Before Haber's great discovery could be made profitable, one more step had to be completed: BASF had to turn Haber's laboratory feat into a large-scale industrial operation. Brunck, nearing the end of his active life, delegated the task to his protege, Carl Bosch, a promising, thirty-four year-old metallurgical engineer who was among the first to grasp the colossal implications of Haber's work. Technically Brunck had little doubt that Bosch was equal to the task. But the BASF board of directors questioned the proposed financial investment in a technologically unknown terrain. To place this responsibility in the hands of an untested thirty-four-year-old was not exactly a prudent business decision. But Brunck was not to be denied. He compared the venture with the earlier indigo gamble. The directors capitulated and the decision was made to go ahead.
The challenge Bosch faced was to design and to build an industrial-size installation that could contain the great pressures and high temperatures required in Haber's process. Taming these wild forces called for the discovery of catalysts to speed up the reactions and for the invention of alloys to keep the outsize equipment intact.

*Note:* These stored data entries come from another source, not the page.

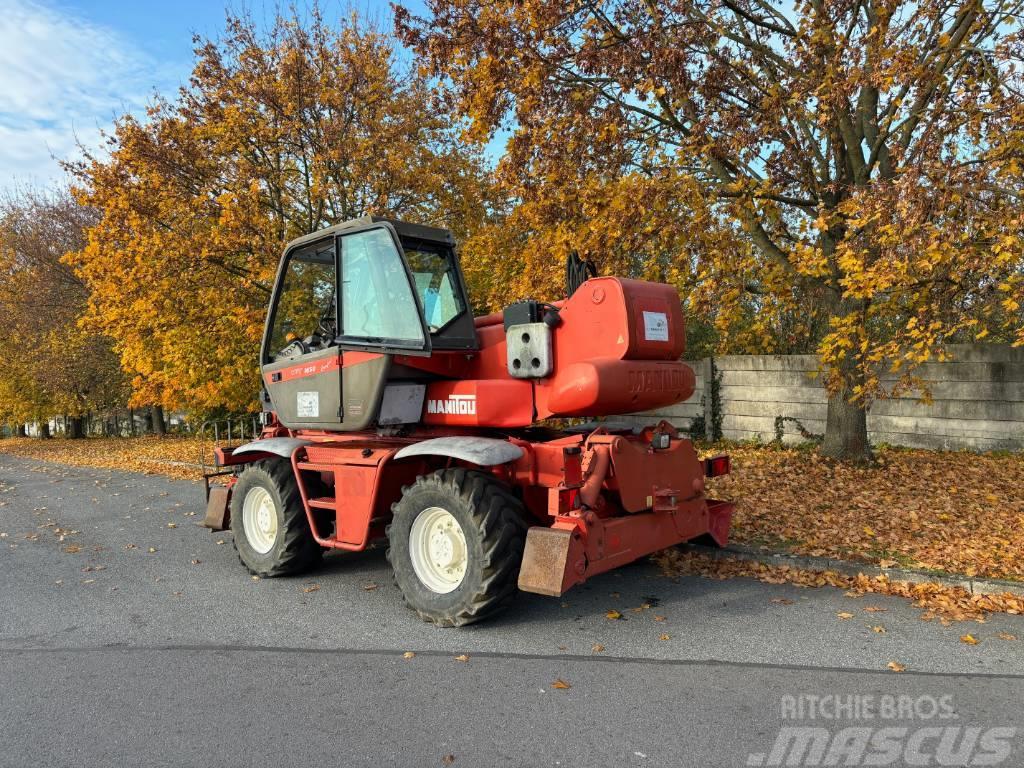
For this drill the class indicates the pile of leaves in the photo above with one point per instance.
(944, 603)
(171, 456)
(945, 511)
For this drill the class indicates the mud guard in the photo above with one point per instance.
(483, 452)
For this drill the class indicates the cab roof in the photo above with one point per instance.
(403, 228)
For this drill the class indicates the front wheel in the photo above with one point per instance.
(456, 546)
(268, 520)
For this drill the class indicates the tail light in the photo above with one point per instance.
(717, 466)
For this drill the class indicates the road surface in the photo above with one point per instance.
(130, 636)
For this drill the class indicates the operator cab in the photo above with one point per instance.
(344, 301)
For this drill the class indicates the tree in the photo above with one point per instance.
(53, 367)
(276, 135)
(848, 172)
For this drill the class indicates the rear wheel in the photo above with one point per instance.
(456, 546)
(268, 520)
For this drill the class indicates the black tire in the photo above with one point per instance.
(495, 527)
(294, 548)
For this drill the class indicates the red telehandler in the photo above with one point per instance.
(390, 411)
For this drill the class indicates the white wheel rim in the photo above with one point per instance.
(259, 519)
(437, 549)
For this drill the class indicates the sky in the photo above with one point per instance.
(68, 68)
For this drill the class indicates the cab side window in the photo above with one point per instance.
(305, 314)
(378, 305)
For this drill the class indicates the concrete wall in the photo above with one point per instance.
(978, 400)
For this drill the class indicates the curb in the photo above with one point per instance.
(851, 568)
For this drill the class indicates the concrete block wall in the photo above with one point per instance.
(977, 400)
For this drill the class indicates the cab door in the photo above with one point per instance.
(301, 360)
(381, 316)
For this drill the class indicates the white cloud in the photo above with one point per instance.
(61, 80)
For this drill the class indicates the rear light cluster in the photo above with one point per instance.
(717, 466)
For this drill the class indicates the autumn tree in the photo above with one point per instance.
(279, 133)
(847, 170)
(53, 367)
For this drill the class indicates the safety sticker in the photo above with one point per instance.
(655, 327)
(307, 404)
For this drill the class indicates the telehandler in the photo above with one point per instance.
(391, 412)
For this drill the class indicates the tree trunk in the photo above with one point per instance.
(846, 430)
(159, 425)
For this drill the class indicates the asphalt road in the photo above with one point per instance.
(129, 636)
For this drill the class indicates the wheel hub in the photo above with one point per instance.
(437, 549)
(259, 519)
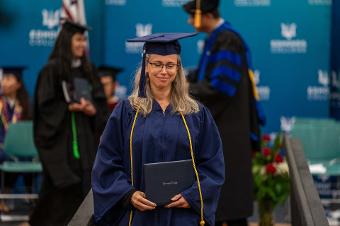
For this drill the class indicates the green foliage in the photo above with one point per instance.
(270, 171)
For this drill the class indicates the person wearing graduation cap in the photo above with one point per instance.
(159, 122)
(224, 83)
(108, 78)
(65, 128)
(14, 107)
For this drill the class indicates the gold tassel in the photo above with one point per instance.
(197, 19)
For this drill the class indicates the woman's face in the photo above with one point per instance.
(10, 85)
(78, 45)
(162, 70)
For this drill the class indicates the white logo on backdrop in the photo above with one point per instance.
(263, 91)
(173, 3)
(141, 30)
(288, 30)
(252, 3)
(50, 18)
(335, 80)
(116, 2)
(323, 77)
(46, 36)
(320, 92)
(288, 44)
(287, 123)
(320, 2)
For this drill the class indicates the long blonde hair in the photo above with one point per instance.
(179, 100)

Bosch choose Oppau near BASF's headquarters at Ludwigshafen as the site for the new pant. Recognizing that Brunck's health was failing and that support among board members was paper-thin, Bosch worked like a man with a mission. As the technological difficulties and the costs mounted, the board became more restive. Brunck's death at the end of 1912 complicated Bosch's problems. But in the fall of 1913 he reached his goal ahead of schedule. The Oppau plant, completed and operating, began mass-producing synthetic ammonia. Bosch's feat of technical achievement was recognized throughout the world as an engineering achievement of the first rank. Before long the scientific community elevated him to near equality with Haber by referring to the "Haber-Bosch process." For an engineer this was an extraordinary accolade from the world of pure science. And twenty years later this achievement earned for Bosch a Nobel Prize, the first engineer so honored.
For BASF, immense financial returns seemed assured and Bosch emerged as one of the stars in the company's hierarchy. He was elected to the board of directors, clearly destined for future leadership of the [... cut off].